YA novelist Sarah McCarry contributed a beautifully-written post for John Scalzi’s The Big Idea series, explaining why she writes the stories she writes. Her books are going on my #MustReadin2015 list for sure.

Stacked reflects on the books we loved as children that are hugely problematic to us as adult readers. Little House on the Prairie, I am totally thinking about you.

I was relieved to see that the Information Minister in Singapore has called a halt to the destruction of children’s books that include gay families (well, sort of. And Tango Makes Three is a true story about penguins.) Appalling that a national library would pulp a children’s book at all and especially appalling to target a group of people in such a hateful way.

I loved Donalyn Miller’s post about the books that we start, don’t finish, but don’t quite abandon either: Hit Pause. Another readerly behavior I need to talk about with my students.

Shane Parrish writes about how he finds time to read. Hint: it’s all about what you choose NOT to do with your time.

I am going to try Angela Watson’s approach to saying no: “I can’t say yes because…”

I always suspected prison would be a really great place to get a lot of reading done.

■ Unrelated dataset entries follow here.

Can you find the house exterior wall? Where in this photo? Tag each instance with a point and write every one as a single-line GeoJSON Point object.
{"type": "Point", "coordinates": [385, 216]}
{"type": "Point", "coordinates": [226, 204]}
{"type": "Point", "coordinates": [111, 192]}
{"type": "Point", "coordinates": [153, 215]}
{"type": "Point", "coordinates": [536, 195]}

Will Richardson identifies one of the biggest obstacles in rethinking the ways we do school: “Our” Curriculum vs “Their” Curriculum.

Pernille Ripp has published several great posts this week on student blogging including 14 Meaningful Steps to Student Blogging, 6+1 Steps to Better Student Blogging and Ideas for Integrating Student Blogs into Your Curriculum

This might be the best tumblr ever: Little Girls Are Better at Designing Superheroes Than You Are.

Your whole day will be better if you watch this video about a sloth orphanage and rescue center.

I really want to make this Blueberry Lime Cobbler this week.